In keeping with form, gold, silver and bronze medals will be awarded to the riders based on their finish within the division. Gold goes to the top 10 percent. Silver is handed to those in the top 20 percent. Those that finish at all get bronze, Fenwick said.
"Realistically, I'd like a silver medal, but if everything goes really well I might get a gold," he said.
The race itself is broken up into six days with 170-mile rides each day. The riders will start every race in Jablonec nad Nisou located just 100 kilometers or 62.5 miles north of Prague in the scenic valley formed by the Nisa River which runs through the Jizera Mountain region.
"Its like Colorado," Fenwick said with a smile.

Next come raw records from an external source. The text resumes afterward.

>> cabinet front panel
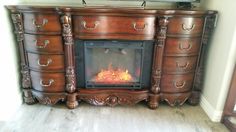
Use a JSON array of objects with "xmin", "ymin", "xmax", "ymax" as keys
[
  {"xmin": 24, "ymin": 34, "xmax": 63, "ymax": 54},
  {"xmin": 161, "ymin": 73, "xmax": 194, "ymax": 93},
  {"xmin": 24, "ymin": 13, "xmax": 61, "ymax": 33},
  {"xmin": 167, "ymin": 17, "xmax": 204, "ymax": 35},
  {"xmin": 163, "ymin": 56, "xmax": 197, "ymax": 73},
  {"xmin": 164, "ymin": 37, "xmax": 201, "ymax": 56},
  {"xmin": 28, "ymin": 53, "xmax": 64, "ymax": 71},
  {"xmin": 30, "ymin": 71, "xmax": 65, "ymax": 92},
  {"xmin": 73, "ymin": 16, "xmax": 155, "ymax": 36}
]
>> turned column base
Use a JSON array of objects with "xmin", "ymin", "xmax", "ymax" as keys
[
  {"xmin": 188, "ymin": 91, "xmax": 200, "ymax": 106},
  {"xmin": 23, "ymin": 89, "xmax": 37, "ymax": 105},
  {"xmin": 148, "ymin": 94, "xmax": 160, "ymax": 109},
  {"xmin": 66, "ymin": 93, "xmax": 79, "ymax": 109}
]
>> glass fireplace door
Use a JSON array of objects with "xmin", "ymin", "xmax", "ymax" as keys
[{"xmin": 84, "ymin": 41, "xmax": 144, "ymax": 88}]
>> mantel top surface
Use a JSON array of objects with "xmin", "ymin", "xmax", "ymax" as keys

On those rides, the racers will navigate a marked course. Sporadically, there will be special tests that run three to eight miles long. A rider will approach a beam marking the start line, and accelerate through to the end. The object is to go as fast as possible, posting the top speed.
"That's what wins the race," Fenwick said.
But failing to maintain optimum speeds between test sites could ultimately cost the rider precious time. Either way, after 170 miles, muscles in the arms, legs, hands and rear are bound to be sore.
The bike is liable to be in just as bad a shape or worse. The riders, however, have just 15 minutes following the race to make improvements like changing the oil, air filters and tires before the bike is impounded and locked up for the night. One trick, there is no pit crew helping out.
"It's totally individual," Fenwick said. "You can't blame anyone else if something goes wrong."
The idea is to keep everything fair. The riders even have to use ecological tires designed to keep damage to the road at a minimum considering there are around 600 riders scheduled to compete, Fenwick said.
It's going to cost Fenwick about $10,000 to make the trip to the Czech Republic. He is renting a bike once he arrives largely because of the conveniences it provides. Should he need parts, the rental truck will be on site saving him time. His support staff consists of his wife Karin Koop and his parents and sister.
To help raise funds for his endeavor, Fenwick is hosting a benefit at the Mountain Sport Center from 4-6 p.m. on Friday, Aug. 23. Beverages, food, and prizes will be provided and given away by local sponsors and supporters.
Fenwick isn't sure what will come out of this world competition, but he is certain racing is in his future or at least something else to appease his adrenaline fix.
"We'll see what happens after this one," he said. "I have to have a sport."